What is the steps to download things onto a local desktop, scan em, copy to servers and install in command line because you all broke what was fast and reliable. I have no internet allowed on servers policies so Adobe cannot be calling home to Adobe...
And you ran that with java -jar (from an admin cmd prompt on windows, or using sudo on Linux)? Fwiw, I've not had to ever run steps 2 and 3, about getting the zip, extracting it, updating the xml, blah blah.
I've seen your other posts. I appreciate how frustrated you are. Some things about the updates are indeed disappointing, but there's a solution for all of them. I'm working on come posts for those other issues you raised.
On my Development box, after using the java -jar command line, something that I have done successfully in CF11, CF2016, and CF2018 on all updates, failed. It left barebones system in place. Admin API, SAML, one or two other Pacakages. I hade to uninstall the entire thing and go through the admin URL to update everything.
My production number 2 box, I tried the admin URL since the java -jar failed, but it hung up on 503 service not availables and failed signature verifications because I upgraded the Java to latest Java 11 (11.0.17) I believe or something is missing Adobe's CA signature.
For example, can I export the packages lists from the admin, and using that in XML request on my desktop to download all the update 5 versions into a single package or packages/zip, then deploy that manually to the server and run update scripts with the java -jar?

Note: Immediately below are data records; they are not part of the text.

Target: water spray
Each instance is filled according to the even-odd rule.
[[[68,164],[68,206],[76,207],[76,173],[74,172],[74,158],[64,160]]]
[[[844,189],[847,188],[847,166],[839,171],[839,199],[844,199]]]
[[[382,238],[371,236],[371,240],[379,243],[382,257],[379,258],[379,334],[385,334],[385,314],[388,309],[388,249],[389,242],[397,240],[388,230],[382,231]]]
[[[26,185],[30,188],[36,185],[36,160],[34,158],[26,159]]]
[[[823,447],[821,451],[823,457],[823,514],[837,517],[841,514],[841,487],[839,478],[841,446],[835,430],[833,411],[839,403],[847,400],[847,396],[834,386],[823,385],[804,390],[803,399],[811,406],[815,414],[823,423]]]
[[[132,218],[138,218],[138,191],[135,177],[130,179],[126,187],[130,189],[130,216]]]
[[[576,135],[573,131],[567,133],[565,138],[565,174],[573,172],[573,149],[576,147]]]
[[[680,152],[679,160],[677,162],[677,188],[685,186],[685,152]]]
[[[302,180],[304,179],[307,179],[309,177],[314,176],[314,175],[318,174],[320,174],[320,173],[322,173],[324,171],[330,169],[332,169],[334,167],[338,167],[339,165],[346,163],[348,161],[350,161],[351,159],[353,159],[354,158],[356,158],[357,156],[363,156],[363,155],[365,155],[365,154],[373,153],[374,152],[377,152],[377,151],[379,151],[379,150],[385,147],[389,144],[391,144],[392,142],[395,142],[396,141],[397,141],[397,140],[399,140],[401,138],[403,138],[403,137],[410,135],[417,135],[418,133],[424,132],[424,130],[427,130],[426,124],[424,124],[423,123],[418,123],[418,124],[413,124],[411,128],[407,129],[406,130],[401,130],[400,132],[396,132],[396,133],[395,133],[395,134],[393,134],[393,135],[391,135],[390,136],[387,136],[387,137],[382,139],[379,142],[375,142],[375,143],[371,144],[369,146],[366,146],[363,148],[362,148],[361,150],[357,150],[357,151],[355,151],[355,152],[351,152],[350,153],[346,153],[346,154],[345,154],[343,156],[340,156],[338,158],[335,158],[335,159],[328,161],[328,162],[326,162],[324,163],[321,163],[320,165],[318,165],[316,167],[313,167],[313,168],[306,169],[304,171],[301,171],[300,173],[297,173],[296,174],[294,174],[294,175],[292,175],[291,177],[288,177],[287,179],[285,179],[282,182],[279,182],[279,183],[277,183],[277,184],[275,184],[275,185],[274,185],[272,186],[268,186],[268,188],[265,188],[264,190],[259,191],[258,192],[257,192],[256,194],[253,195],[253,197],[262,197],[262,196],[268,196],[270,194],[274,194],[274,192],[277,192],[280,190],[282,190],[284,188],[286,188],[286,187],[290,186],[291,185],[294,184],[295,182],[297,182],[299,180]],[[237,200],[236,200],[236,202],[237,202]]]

Basically, I think the major issue is that Adobe needs internet access on the servers and that is not allowed or spotty on our production instances. We have rules in place that disable the internet on those boxes. When I ask our groups about it I am told I have no need to know because its security information. Therefore, I have been using the java -jar method since CF11 because of that rule. Why doesnt the hotfix inclued all the packages with it or is there a option to force it?
As for replicating this, unless you have a blank 2016 windows server with no CF ever installed on it and disable internet as prereqs, then that would be the start. Install CF2021 and make sure its OLDER packages are there. Once there, download the update 5 using desktop, copy it to the server and install it using the java -jar and then try to log back into the admin api which was update 4 or older.... That is only a guess set of steps. Also, I wouldnt use a server that already had Update 5 successfully done to it because its possible the update 5 packages are still set locally on the box. I would say you need a complete update 4 install without any connection to internet...
For now, the steps you seek are indeed those documented in the cf2021 update technotes and its section on offline updating. (It's indeed NOT enough to JUST do the Java jar--if your machine is offline.)
You need to a) download the repo zip they offer there, then b) extract that (I did it such that I copied the one "bundles" folder in that zip over top of the one in coldfusion2021/bundles). That's where cf looks for those. And you'll see in there BOTH the hotfix jar (so you really don't need to download it separately) and all the various package-related jars for this and previous cf2021 updates.